Jean, lui, dans la croix, voit la manifestation de la gloire de Dieu, qui éclate, véritable théophanie, aux yeux et aux oreilles de ces foules, incapables de comprendre et d’accueillir un tel signe. Quand vous aurez élevé le fils de l’homme, alors vous comprendrez, que moi, je suis Jn 8, 28. Toute l’œuvre du salut est de révéler en Jésus-Christ, la gloire de Dieu, la gloire du Dieu d’Israël, don unique et trésor d’Israël, de révéler cette richesse, à toutes les nations, de la répandre sur tout l’univers, et sur chaque créature. De la révéler pour ce qu’elle est et ce qu’en avait déjà perçu Israël, à travers les grandes théophanies de Moïse, d’Elie, d’Isaïe, et à travers l’attente des prophètes, une puissance de salut qui crée et qui pardonne, qui détruit le péché et le juge. Une puissance de sanctification. Un feu qui brûle sans détruire.

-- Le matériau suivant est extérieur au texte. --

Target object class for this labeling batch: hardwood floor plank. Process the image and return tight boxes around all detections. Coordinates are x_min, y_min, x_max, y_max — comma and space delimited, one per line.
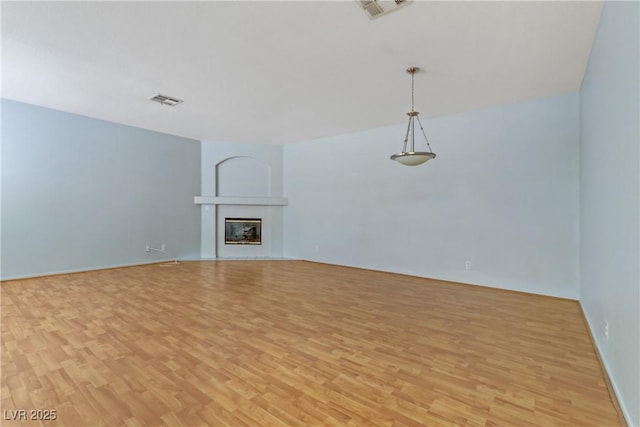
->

La gloire de Dieu, c’est Jésus-Christ sauveur, qui construit le royaume qu’il remettra à son Père à la fin des temps. Et qui veut nous associer à ce travail. Il y a au cœur de cet évangile, une invitation du Christ à le suivre, à œuvrer pour que Dieu soit glorifié à travers les œuvres qu’il veut accomplir en nous. Si quelqu’un me sert, mon père l’honorera (Jn 12, 26).

L’évocation de l’agonie de Gethsémani, juste après, nous rappelle quel est le signe de cette gloire qui vient de Dieu : celui d’une vie donnée jusqu’au bout par amour : vraiment cet homme était fils de Dieu dit le centurion romain (Mc 15, 39). Une vie perdue aux yeux du monde. Car cette gloire ne vient pas des hommes, ses chemins ne sont pas ceux de l’orgueil, des honneurs, des richesses, mais ceux du service, de l’humilité, de la pauvreté, une gloire paradoxale, celle du Christ, cachée derrière la persécution, les outrages, la souffrance et la mort scandaleuse de la croix. Il n’avait plus figure humaine et son apparence n’était plus celle d’un homme (Jn, 52, 14).

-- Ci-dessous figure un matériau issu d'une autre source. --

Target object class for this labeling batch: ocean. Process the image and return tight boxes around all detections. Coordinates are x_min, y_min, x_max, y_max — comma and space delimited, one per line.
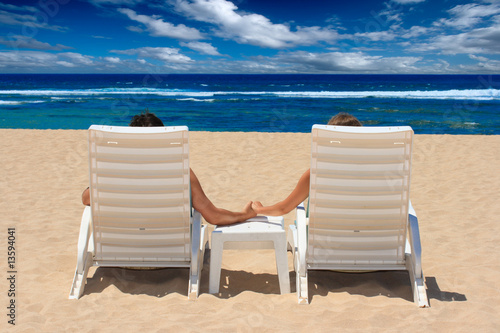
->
0, 74, 500, 134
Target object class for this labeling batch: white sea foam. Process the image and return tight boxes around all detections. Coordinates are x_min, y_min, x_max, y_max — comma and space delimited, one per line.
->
177, 97, 214, 102
0, 88, 500, 100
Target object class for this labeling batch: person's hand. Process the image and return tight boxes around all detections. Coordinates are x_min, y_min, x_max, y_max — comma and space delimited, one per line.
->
252, 201, 264, 214
243, 201, 257, 218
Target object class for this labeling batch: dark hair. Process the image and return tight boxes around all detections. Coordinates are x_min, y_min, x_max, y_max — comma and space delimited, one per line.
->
129, 109, 165, 127
328, 112, 363, 126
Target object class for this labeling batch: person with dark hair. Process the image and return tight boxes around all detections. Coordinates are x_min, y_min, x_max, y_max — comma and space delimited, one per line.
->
252, 112, 363, 216
129, 109, 165, 127
82, 110, 257, 225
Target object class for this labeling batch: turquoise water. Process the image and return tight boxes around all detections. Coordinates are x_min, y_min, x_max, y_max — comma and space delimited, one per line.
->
0, 74, 500, 134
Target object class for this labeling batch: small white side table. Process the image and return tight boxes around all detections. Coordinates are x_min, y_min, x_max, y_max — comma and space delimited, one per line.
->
209, 216, 290, 294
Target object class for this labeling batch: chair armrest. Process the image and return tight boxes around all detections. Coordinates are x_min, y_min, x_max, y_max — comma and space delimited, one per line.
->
296, 203, 307, 276
76, 206, 94, 272
408, 201, 422, 277
191, 209, 203, 275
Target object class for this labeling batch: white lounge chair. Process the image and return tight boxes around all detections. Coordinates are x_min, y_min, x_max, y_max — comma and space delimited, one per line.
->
288, 125, 429, 307
69, 125, 208, 299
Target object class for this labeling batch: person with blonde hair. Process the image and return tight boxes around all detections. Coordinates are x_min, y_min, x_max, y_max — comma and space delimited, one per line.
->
252, 112, 363, 216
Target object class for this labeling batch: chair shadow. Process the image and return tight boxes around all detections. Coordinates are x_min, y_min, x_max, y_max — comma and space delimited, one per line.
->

La gloire de Dieu, c’est la victoire de Dieu qui combat en nous et triomphe dans notre faiblesse. Les apôtres et les saints, sur ce chemin, sont nos maîtres, ouvriers passionnés de la gloire de Dieu, qui les a complètement investis, qui ne vivent et ne travaillent que pour elle, souvent à travers les pires épreuves, car la gloire promise ne les dispense de rien. Une immense vision les soutient : toutes choses soumises au Christ. Dieu, tout en tous. Apprenons d’eux, alors que nous nous acheminons vers Pâques, à reconnaître cette suprématie du Christ, là où cet évangile nous invite à la reconnaître, là où ils l’ont reconnue : sur la croix du Christ, victoire de Dieu sur le monde.